SCIENCE

Crowdsourcing the Perfect Female Nose

SCIENCE
Jun 27, 2014 at 2:07 PM ET

In a new paper titled “Population-Based Assessment of Currently Proposed Ideals of Nasal Tip Projection and Rotation in Young Women,” a team of researchers from NYU strike gold on behalf of rhinoplasty doctors and patients everywhere by determining the most preferable and aesthetically pleasing angle for the female nose. So what’s that look like? Try Scarlett Johansson, Kate Beckinsale and Jessica Biel.
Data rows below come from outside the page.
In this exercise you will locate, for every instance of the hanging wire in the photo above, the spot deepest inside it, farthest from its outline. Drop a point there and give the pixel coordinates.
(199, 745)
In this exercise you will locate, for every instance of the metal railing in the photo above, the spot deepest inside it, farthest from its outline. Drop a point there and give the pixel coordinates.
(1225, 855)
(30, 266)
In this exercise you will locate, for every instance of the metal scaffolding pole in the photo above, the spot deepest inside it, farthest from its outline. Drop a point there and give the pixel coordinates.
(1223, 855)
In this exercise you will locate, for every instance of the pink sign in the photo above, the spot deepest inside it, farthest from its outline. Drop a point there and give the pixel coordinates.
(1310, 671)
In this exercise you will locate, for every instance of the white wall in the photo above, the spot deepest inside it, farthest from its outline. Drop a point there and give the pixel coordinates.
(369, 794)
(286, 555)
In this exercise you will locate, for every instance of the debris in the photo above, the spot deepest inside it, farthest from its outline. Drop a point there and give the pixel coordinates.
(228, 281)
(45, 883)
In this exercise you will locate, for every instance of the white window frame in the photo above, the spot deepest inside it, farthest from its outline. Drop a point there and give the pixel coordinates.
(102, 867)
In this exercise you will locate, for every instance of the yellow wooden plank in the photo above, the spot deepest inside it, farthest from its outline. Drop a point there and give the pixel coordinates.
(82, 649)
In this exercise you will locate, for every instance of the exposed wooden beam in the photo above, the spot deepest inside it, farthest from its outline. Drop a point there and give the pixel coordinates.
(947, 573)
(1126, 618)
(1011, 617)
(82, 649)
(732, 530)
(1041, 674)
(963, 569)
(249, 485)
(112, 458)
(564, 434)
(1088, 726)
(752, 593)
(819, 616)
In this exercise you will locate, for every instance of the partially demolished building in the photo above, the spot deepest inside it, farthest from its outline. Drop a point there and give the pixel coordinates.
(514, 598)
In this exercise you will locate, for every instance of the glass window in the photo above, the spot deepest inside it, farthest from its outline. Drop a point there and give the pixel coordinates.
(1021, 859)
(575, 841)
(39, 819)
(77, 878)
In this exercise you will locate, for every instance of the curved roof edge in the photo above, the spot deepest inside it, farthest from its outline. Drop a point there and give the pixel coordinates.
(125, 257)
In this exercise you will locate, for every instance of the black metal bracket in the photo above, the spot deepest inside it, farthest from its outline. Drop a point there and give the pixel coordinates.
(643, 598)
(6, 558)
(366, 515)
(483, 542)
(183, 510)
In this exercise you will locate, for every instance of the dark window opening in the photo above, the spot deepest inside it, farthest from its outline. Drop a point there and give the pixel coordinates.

To find a consensus, the doctors presented side portraits of case subjects—white women between the ages of 18 and 25 with differing levels of nasal tip projection (NTP) and rotation, from 96 to 116 degrees—to nearly 4,000 men and women in the same age group. The sample then voted online, ranking each nose according to preference. And what the researchers found, using three common standards of NTP measurement, is that 106 degrees is the sweet spot for perfect, slightly upturned noses.

“Nasal attractiveness is evaluated in terms of geometry and architecture but is also dependent to some degree on cultural context and generational standards for beauty,” the researchers write in the study, published Thursday in JAMA’s Facial Plastic Surgery journal. “Attempts to objectively capture ideal nasal tip projection (NTP) have been elusive and ongoing for decades without any clear aesthetic standard identified.”

This is the first study, the researchers claim, to measure ideal projection “from a population-based perspective”—that is, to determine what real people consider to be the best-looking nose. Of course, the doctors targeted only a very small subset of the population: strictly young, white women. “This population is the most heavily studied in the rhinoplasty literature,” the researchers explain in the paper. They also acknowledge: “The canons used to define aesthetics for white faces are not necessarily applicable to faces of other races or ethnicities.”

Brian Wong, one of the researchers involved in the report, says that such studies are “very hard to control,” so relying on previous literature and demographics is important. He adds: “We have studied other facial features and ethnicities, but the nose is the Mount Everest of facial aesthetic analysis.”